The latest Ulster Bank construction purchasing managers index (PMI) fell to 33.9 in May — its lowest ever reading.
The figure is down significantly from the 50.7 reading a year earlier. Housing was the worst performing sector, with work on residential projects falling rapidly and at a sharper pace than in April.
Commercial activity fell at the sharpest pace in six years, with civil engineering also declining substantially.
The PMI has now signalled contraction in each month of the past year.
Chief economist with Ulster Bank, Pat McArdle, said while the decline in housing has levelled off in recent months, other construction continues to weaken, dragging down the overall index.
“We maintain the view that while housing will remain in contraction for some time, any significant worsening is unlikely,” he said.
Employment in the construction sector declined at a substantial pace in May, with evidence suggesting that the record fall in staffing levels reflected declining new order volumes.

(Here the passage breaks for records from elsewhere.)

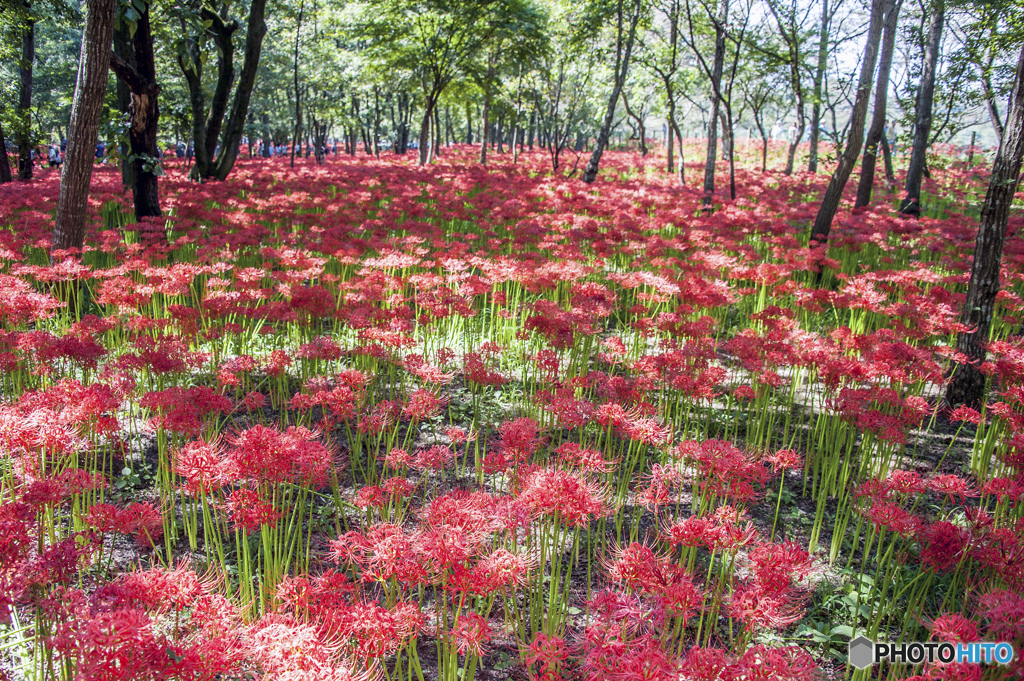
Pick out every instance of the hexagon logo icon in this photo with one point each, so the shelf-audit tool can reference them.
(861, 652)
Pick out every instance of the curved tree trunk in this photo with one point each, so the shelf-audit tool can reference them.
(833, 196)
(139, 77)
(5, 175)
(990, 104)
(69, 224)
(23, 133)
(923, 125)
(967, 385)
(877, 130)
(624, 48)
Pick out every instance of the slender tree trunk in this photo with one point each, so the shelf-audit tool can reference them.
(923, 124)
(23, 134)
(730, 134)
(428, 114)
(967, 385)
(709, 187)
(819, 74)
(97, 35)
(887, 156)
(5, 175)
(876, 132)
(295, 76)
(435, 147)
(830, 201)
(138, 75)
(624, 49)
(670, 143)
(377, 122)
(990, 104)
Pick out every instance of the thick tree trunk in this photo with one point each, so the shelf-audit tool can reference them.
(5, 175)
(428, 114)
(819, 74)
(69, 229)
(887, 156)
(833, 196)
(875, 133)
(297, 135)
(23, 134)
(967, 385)
(923, 124)
(139, 77)
(255, 31)
(622, 68)
(124, 50)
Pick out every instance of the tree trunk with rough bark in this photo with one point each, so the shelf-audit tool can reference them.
(69, 224)
(990, 103)
(876, 132)
(139, 78)
(833, 196)
(923, 124)
(967, 384)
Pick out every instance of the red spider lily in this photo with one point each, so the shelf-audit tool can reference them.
(520, 439)
(560, 495)
(790, 664)
(954, 628)
(784, 460)
(639, 568)
(141, 521)
(264, 455)
(423, 405)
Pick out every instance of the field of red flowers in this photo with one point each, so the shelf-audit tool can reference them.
(370, 420)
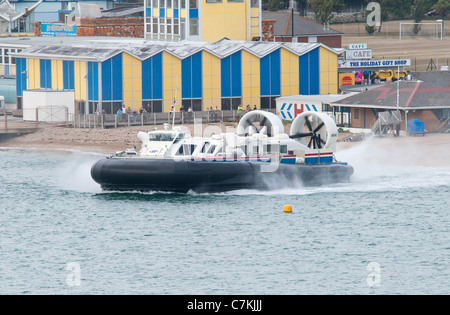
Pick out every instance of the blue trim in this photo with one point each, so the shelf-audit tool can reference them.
(93, 81)
(112, 79)
(157, 77)
(191, 76)
(193, 13)
(117, 77)
(21, 76)
(152, 78)
(323, 160)
(236, 72)
(46, 73)
(264, 78)
(197, 86)
(304, 74)
(225, 77)
(231, 75)
(275, 73)
(270, 78)
(186, 79)
(106, 80)
(309, 70)
(68, 75)
(147, 79)
(315, 71)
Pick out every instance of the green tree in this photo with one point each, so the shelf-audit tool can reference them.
(442, 7)
(395, 8)
(418, 10)
(324, 9)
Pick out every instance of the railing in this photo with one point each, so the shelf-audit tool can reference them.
(128, 120)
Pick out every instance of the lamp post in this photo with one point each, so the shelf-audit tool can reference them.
(438, 22)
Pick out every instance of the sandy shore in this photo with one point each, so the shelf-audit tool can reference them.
(430, 150)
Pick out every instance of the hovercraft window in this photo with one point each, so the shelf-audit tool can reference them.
(161, 137)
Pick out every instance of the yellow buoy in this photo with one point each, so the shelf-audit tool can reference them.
(287, 208)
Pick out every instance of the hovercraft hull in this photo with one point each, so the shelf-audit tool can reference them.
(141, 174)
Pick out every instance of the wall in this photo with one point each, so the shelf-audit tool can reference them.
(53, 106)
(239, 77)
(118, 27)
(224, 19)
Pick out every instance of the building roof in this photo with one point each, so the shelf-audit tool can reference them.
(103, 48)
(428, 90)
(302, 26)
(8, 13)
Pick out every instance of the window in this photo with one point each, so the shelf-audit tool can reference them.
(231, 103)
(152, 106)
(111, 107)
(356, 113)
(196, 104)
(268, 102)
(193, 26)
(186, 149)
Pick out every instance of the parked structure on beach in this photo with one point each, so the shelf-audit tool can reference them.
(107, 74)
(425, 97)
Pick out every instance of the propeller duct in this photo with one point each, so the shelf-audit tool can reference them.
(315, 130)
(260, 121)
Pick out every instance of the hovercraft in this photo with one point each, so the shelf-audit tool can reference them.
(260, 155)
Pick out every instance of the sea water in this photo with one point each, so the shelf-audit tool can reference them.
(385, 232)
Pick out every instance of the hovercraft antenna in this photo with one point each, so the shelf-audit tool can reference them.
(174, 106)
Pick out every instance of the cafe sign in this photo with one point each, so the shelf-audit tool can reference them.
(358, 54)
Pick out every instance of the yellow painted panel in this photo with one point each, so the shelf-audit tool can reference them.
(225, 19)
(132, 78)
(171, 81)
(328, 72)
(57, 75)
(211, 81)
(80, 80)
(289, 73)
(34, 74)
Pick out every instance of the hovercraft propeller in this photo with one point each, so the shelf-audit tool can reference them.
(269, 123)
(315, 130)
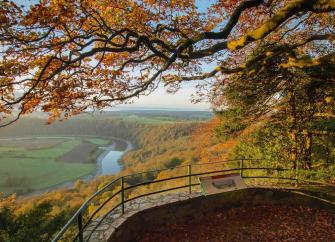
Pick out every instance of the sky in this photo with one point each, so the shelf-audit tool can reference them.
(160, 98)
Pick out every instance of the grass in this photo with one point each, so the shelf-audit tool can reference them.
(98, 141)
(23, 170)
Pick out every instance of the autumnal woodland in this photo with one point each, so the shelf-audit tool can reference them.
(266, 66)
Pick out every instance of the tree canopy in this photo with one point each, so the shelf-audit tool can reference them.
(66, 56)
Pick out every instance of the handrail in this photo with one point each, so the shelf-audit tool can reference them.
(82, 207)
(78, 215)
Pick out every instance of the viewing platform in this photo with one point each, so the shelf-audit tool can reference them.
(135, 206)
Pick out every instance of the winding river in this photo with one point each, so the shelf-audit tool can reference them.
(107, 162)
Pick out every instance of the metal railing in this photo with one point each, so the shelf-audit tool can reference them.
(127, 188)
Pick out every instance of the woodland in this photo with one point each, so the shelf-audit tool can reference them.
(266, 66)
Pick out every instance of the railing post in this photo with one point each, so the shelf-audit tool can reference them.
(190, 178)
(80, 227)
(296, 173)
(122, 194)
(241, 167)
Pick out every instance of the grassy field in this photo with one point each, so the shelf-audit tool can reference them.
(32, 164)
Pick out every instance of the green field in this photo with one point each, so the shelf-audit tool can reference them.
(25, 167)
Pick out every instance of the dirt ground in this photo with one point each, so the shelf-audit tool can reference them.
(259, 223)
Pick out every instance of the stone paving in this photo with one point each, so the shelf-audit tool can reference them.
(116, 218)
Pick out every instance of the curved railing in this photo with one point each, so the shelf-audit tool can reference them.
(124, 189)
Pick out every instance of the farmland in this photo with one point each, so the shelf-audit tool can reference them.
(36, 163)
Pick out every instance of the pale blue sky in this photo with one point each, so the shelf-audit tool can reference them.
(160, 98)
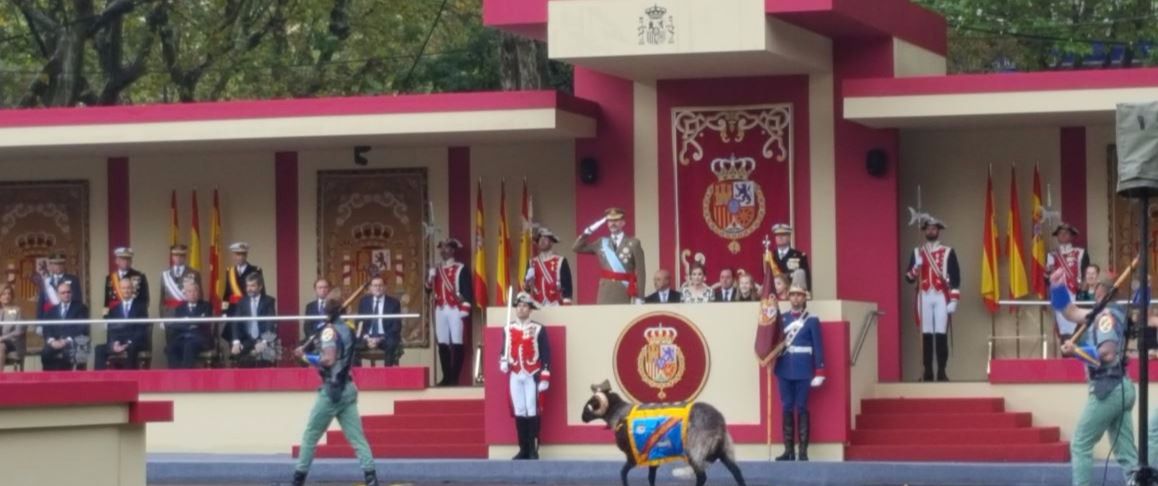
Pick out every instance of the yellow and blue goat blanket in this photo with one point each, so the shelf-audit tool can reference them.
(658, 433)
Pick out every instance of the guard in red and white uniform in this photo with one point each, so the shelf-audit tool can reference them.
(527, 359)
(548, 277)
(1072, 260)
(935, 270)
(452, 292)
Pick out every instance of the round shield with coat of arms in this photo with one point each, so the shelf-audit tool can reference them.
(661, 356)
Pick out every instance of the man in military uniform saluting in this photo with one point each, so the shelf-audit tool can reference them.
(235, 278)
(336, 398)
(125, 271)
(621, 258)
(548, 277)
(1109, 405)
(933, 267)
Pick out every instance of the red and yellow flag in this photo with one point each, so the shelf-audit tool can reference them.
(990, 284)
(479, 264)
(1019, 286)
(525, 243)
(503, 264)
(195, 238)
(217, 280)
(1038, 247)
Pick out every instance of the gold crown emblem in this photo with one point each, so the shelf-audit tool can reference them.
(732, 168)
(656, 12)
(36, 241)
(660, 334)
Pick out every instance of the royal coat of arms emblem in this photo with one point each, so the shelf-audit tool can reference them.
(734, 204)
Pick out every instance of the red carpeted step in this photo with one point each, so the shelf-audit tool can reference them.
(992, 437)
(408, 451)
(416, 436)
(410, 407)
(944, 420)
(1050, 453)
(429, 421)
(932, 405)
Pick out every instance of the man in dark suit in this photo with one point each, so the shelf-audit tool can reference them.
(46, 299)
(125, 271)
(65, 345)
(315, 308)
(383, 334)
(249, 340)
(664, 292)
(726, 289)
(188, 338)
(124, 338)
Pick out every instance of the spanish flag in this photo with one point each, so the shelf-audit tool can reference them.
(479, 264)
(503, 264)
(525, 243)
(1018, 285)
(195, 238)
(1038, 250)
(990, 285)
(217, 281)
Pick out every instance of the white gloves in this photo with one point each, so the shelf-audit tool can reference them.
(594, 226)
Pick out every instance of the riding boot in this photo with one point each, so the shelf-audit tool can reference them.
(444, 361)
(369, 478)
(804, 436)
(299, 478)
(533, 437)
(521, 426)
(789, 424)
(926, 356)
(942, 356)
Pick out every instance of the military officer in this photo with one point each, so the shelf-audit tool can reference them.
(125, 271)
(933, 267)
(799, 368)
(527, 360)
(790, 260)
(621, 258)
(235, 278)
(548, 277)
(336, 398)
(452, 289)
(1109, 405)
(173, 280)
(46, 299)
(1072, 260)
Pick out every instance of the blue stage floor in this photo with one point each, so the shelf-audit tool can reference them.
(244, 470)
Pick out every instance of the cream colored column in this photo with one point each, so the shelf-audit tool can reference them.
(822, 185)
(646, 172)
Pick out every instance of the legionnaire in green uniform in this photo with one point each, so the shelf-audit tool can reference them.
(336, 398)
(1109, 405)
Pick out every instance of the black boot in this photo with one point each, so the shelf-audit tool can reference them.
(369, 478)
(789, 424)
(942, 356)
(444, 361)
(926, 356)
(299, 478)
(521, 425)
(533, 437)
(804, 436)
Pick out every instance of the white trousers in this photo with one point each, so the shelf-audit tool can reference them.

Employee numbers have now fallen in each month since May last year.
Mr McArdle said: “The record low in employment mirrors weak new orders, indicating a poor outlook for construction activity in coming months.
“This is reflected in the sentiment of constructors, with almost a third of those surveyed of the view that activity over the next year will be even weaker.”
Figures released last week by the CSO for the first quarter of 2008 also confirmed the fall-off in construction employment.
Lower activity was attributed by constructors largely to reduced new order volumes in May, which were in turn linked to deteriorating domestic demand conditions.
Data pointed to a 14th successive monthly fall in new orders, while the rate of decline accelerated for the third month in a row and was a survey record.
Also prices paid for inputs rose last month, but at only a slight pace.
The index noted that higher fuel prices led to increased costs at some firms, but competition amongst suppliers led a number of constructors to record a reduction in input prices.
Input buying at constructors declined rapidly as firms adjusted to reduced workloads, the survey said.
Purchasing fell for the 13th month in a row and at the sharpest pace in the survey history.
Constructors were negative overall for the fourth time in the past six months.
Shortages of new work for tender contributed to pessimism amongst constructors regarding future activity growth.